The measures Obama has proposed to cover the $447 billion cost of the American Jobs Act are threefold. First, he would eliminate some of the tax deductions available to wealthy Americans -- defined as individuals with annual incomes over $200,000 and families with annual incomes over $250,000. Second, he would cut tax subsidies for oil and gas companies. Third, he would raise taxes on some hedge fund managers and on corporate jet owners.

House Majority Leader Eric Cantor, R-Va., responded icily: I sure hope that the president is not suggesting that we pay for his proposals with a massive tax increase at the end of 2012 on the job creators that we're actually counting on to reduce unemployment.

This statement is grossly misleading. By Republicans' own admission, the biggest job creators are small businesses -- and small businesses would receive substantial tax cuts from the jobs plan. Their payroll taxes would be cut in half, and any small business that hired new employees or raised salaries for current employees would get an additional tax break.

The people and companies whose taxes would increase under Obama's plan are not the job creators that we're actually counting on to reduce unemployment. Wealthy individuals, hedge fund managers and corporate jet owners do not create many jobs. The only proposal that could be called a tax increase on job creators is the elimination of subsidies for oil and gas companies -- but in comparison to small businesses, these companies account for a very small percentage of job creation.

A Tax Credit Aimed At Job Creators

We can help the people who create most of the new jobs in this country. That's America's small business owners, Obama told an audience in Ohio on Tuesday. It's all well and good that big corporations have seen their profits roaring back. That's good. We want them to be able to hire people as well. But smaller companies haven't come back.
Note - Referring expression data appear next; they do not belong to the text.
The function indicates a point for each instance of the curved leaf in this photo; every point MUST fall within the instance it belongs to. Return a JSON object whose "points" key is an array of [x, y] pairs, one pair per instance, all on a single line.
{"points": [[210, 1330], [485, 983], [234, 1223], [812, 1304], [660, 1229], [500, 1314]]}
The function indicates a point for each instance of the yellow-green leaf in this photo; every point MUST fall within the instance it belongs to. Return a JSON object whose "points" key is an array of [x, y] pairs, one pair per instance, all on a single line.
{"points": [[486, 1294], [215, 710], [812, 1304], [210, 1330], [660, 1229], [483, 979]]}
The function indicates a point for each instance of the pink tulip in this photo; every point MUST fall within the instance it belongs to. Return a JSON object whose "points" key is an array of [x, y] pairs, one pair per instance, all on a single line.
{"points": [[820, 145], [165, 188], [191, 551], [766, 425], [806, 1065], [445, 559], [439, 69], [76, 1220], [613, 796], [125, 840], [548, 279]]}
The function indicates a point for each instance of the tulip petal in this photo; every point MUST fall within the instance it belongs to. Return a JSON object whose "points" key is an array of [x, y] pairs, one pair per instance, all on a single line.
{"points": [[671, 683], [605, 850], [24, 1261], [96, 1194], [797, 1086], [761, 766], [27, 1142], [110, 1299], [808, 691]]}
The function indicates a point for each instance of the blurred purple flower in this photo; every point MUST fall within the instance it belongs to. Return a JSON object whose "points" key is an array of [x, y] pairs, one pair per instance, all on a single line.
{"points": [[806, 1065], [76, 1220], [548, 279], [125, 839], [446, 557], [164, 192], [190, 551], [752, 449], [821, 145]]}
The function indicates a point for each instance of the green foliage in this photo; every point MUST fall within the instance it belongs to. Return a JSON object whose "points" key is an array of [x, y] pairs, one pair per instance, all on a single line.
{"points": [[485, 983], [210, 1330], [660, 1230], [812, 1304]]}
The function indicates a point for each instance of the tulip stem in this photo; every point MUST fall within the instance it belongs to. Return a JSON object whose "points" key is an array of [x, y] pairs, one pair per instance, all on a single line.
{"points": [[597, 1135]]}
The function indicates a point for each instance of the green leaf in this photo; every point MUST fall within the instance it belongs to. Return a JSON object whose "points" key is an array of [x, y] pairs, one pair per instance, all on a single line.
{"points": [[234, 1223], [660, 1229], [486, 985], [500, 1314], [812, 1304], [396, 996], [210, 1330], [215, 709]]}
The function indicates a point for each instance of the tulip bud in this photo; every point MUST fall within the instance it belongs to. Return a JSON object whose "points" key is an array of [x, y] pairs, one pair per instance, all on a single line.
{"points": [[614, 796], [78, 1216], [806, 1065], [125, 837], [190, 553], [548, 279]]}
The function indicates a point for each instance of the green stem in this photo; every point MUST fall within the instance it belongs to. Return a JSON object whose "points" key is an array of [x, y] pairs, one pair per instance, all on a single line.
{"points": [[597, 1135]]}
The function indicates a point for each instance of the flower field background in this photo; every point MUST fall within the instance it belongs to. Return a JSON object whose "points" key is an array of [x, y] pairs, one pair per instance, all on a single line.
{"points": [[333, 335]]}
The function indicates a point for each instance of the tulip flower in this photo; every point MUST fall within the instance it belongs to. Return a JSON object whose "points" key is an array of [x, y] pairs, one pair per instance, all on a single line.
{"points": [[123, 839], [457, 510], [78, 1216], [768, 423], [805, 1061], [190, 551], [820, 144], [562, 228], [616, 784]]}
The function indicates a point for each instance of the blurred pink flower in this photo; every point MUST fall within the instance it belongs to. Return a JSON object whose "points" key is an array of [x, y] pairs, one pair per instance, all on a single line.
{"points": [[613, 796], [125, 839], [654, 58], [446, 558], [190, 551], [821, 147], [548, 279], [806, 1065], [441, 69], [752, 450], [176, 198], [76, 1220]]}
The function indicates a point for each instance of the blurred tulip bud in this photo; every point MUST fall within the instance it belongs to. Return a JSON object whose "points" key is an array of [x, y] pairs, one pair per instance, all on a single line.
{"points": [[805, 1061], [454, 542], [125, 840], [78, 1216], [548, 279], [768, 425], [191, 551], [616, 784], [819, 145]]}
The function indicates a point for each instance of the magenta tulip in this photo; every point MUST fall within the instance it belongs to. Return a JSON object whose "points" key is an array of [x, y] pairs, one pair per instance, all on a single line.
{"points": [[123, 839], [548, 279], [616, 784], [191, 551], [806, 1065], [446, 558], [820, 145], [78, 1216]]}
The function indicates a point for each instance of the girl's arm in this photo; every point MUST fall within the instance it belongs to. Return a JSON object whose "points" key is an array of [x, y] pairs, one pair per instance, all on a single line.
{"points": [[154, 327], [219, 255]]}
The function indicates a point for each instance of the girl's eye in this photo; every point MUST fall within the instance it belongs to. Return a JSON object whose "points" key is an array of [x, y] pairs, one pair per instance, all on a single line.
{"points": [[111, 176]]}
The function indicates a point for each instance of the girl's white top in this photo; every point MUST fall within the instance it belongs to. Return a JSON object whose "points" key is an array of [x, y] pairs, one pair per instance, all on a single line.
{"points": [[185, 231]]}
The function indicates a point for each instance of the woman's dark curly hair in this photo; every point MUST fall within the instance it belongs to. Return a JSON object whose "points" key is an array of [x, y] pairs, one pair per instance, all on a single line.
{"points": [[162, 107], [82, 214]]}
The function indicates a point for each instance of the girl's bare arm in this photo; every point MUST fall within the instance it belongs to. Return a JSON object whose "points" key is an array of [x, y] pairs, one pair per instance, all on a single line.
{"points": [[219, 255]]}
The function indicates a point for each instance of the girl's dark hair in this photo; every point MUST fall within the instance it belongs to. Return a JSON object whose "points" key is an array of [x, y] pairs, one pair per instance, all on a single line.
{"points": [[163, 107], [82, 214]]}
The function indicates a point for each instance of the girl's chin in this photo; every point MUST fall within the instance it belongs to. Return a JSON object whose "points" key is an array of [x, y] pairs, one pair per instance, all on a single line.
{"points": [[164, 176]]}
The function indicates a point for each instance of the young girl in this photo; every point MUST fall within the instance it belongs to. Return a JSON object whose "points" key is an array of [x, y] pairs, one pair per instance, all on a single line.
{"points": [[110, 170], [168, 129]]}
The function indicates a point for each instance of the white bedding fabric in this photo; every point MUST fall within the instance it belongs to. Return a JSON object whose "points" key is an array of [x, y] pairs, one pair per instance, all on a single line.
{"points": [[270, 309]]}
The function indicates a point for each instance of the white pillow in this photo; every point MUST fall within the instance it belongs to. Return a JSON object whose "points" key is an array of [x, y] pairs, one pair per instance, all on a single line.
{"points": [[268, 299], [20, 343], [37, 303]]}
And yet, the airwaves are still full of remarks like this one, from Iowa Sen. Chuck Grassley: The reason you wouldn't want to raise taxes is because the whole philosophy is, you tax something, you get less of it. So why would you want to tax employment if you want to increase employment, particularly among small businesses, where 70 percent of the new jobs are created?

With his last line, Grassley destroyed his own argument. Small businesses create 70 percent of new jobs, and small businesses would have lower taxes under Obama's plan. The tax increases wouldn't touch that 70 percent of job creators.

So what's the problem?

The problem is that this isn't about Republicans opposing increased taxes for job creators, which would be a very reasonable objection. It's about Republicans opposing increased taxes, period. Cantor was more honest in his statement to Bloomberg TV after Obama unveiled his plan on Thursday: Republicans don't believe in raising taxes for anybody.
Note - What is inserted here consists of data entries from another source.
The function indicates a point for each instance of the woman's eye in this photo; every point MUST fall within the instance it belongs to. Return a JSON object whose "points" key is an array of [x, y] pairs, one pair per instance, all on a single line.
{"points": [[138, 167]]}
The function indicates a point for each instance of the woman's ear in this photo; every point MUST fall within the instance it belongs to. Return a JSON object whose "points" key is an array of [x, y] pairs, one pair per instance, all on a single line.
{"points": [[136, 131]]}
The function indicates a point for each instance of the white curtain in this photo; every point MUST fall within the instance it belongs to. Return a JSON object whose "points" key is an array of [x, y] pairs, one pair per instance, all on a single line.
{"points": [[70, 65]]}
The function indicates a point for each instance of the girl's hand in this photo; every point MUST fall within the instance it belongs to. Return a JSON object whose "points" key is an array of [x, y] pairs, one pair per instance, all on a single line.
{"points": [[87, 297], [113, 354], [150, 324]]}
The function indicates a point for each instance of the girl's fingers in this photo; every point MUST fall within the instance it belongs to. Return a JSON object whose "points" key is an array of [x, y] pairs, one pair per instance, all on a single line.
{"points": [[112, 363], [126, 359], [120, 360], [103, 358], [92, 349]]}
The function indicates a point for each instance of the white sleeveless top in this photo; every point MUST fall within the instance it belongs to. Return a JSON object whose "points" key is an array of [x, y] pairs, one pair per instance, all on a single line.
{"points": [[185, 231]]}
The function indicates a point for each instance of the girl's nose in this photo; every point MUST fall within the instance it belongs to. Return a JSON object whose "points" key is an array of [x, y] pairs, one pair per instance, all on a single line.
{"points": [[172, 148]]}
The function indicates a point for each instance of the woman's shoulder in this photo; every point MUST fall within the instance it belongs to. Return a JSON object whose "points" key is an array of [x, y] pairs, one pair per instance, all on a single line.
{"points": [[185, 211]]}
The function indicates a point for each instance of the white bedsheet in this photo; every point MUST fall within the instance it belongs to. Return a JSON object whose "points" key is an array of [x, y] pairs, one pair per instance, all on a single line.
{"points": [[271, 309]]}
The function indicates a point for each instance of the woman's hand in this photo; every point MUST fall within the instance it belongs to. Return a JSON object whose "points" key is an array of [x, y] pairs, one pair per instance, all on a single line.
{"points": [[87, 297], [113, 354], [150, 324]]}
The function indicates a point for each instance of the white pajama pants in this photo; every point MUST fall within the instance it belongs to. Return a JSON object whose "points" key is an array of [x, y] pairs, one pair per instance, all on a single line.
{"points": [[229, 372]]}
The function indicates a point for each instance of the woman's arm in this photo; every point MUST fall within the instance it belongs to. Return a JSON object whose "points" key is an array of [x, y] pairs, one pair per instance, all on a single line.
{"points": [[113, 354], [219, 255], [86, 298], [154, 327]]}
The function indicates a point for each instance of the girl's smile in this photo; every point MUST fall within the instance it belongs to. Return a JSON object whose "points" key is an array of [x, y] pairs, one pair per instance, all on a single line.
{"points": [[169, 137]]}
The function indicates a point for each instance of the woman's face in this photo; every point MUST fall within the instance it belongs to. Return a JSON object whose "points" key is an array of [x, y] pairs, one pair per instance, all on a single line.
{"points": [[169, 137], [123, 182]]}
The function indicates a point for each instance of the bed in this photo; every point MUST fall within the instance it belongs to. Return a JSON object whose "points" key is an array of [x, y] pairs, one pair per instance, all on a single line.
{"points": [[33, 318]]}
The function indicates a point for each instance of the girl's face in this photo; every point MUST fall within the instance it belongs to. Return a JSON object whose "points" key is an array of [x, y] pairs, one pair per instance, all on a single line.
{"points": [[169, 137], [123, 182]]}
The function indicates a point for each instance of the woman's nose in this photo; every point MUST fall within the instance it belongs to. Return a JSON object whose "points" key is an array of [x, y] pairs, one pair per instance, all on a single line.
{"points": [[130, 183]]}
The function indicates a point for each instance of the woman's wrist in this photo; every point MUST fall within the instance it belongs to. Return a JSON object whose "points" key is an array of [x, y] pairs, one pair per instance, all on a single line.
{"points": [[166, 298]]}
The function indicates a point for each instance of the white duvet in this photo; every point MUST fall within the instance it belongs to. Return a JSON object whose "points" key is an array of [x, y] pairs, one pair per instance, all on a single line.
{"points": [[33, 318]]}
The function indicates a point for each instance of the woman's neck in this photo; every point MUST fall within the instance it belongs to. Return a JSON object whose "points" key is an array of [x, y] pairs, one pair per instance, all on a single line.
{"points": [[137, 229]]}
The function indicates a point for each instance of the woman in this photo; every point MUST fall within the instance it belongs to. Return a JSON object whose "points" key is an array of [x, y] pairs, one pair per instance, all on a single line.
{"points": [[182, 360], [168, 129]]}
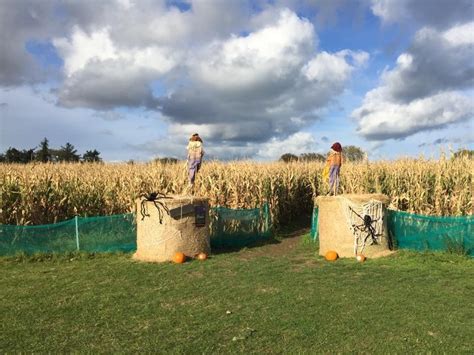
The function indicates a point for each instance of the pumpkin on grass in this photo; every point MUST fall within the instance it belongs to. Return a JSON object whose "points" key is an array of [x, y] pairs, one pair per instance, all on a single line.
{"points": [[331, 255], [201, 256], [179, 258]]}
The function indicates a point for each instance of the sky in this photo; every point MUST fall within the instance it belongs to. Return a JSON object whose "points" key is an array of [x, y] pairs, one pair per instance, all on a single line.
{"points": [[255, 78]]}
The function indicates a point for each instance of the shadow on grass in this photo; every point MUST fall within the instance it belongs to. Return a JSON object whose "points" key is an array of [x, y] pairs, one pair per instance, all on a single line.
{"points": [[294, 229]]}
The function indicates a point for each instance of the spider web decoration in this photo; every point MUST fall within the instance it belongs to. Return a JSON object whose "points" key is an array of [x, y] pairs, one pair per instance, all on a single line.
{"points": [[365, 222]]}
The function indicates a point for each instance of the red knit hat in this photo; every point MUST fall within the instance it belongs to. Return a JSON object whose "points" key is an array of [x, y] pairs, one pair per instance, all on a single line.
{"points": [[337, 147]]}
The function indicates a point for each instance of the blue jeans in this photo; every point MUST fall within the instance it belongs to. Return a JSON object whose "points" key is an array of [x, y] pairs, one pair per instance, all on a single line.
{"points": [[193, 168], [334, 178]]}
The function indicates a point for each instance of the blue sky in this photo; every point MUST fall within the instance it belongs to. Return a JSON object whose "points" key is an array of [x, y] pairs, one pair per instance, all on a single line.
{"points": [[134, 78]]}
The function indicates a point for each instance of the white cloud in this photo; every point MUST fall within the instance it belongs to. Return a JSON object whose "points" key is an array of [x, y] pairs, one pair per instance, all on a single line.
{"points": [[434, 13], [427, 89], [379, 119], [460, 35], [245, 61], [298, 143]]}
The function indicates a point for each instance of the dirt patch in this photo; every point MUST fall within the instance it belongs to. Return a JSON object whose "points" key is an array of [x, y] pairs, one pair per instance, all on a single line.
{"points": [[284, 246]]}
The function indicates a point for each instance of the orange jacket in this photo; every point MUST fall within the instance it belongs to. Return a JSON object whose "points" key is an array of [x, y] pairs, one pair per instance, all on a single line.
{"points": [[334, 158]]}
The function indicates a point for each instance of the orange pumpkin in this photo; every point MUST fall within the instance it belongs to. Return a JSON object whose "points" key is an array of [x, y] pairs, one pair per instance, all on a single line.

That's a fine position -- but not when it means sabotaging tax cuts for real job creators in the name of opposing tax increases for companies that create far fewer jobs. At that point, it ceases to be a principled stand and becomes a spectacle of the Republican Party cutting off its nose to spite its face.

Will Obama's plan create all the jobs the country needs? No -- so Republicans can and should propose additional ideas to create more jobs, and Democrats should seriously consider them.

But there is no denying that increased spending on highway and other infrastructure projects will reduce unemployment, just as President Franklin D. Roosevelt's Works Progress Administration (WPA) did during the Great Depression of the 1930s. There is also no denying that tax cuts for small businesses will increase private-sector hiring, which is exactly what Republicans want to do.

Increasingly, Republicans are vetoing new taxes for anyone, under any circumstances. It would be a shame if they let that absolute opposition interfere with a plan to reduce taxes for, yes, job creators.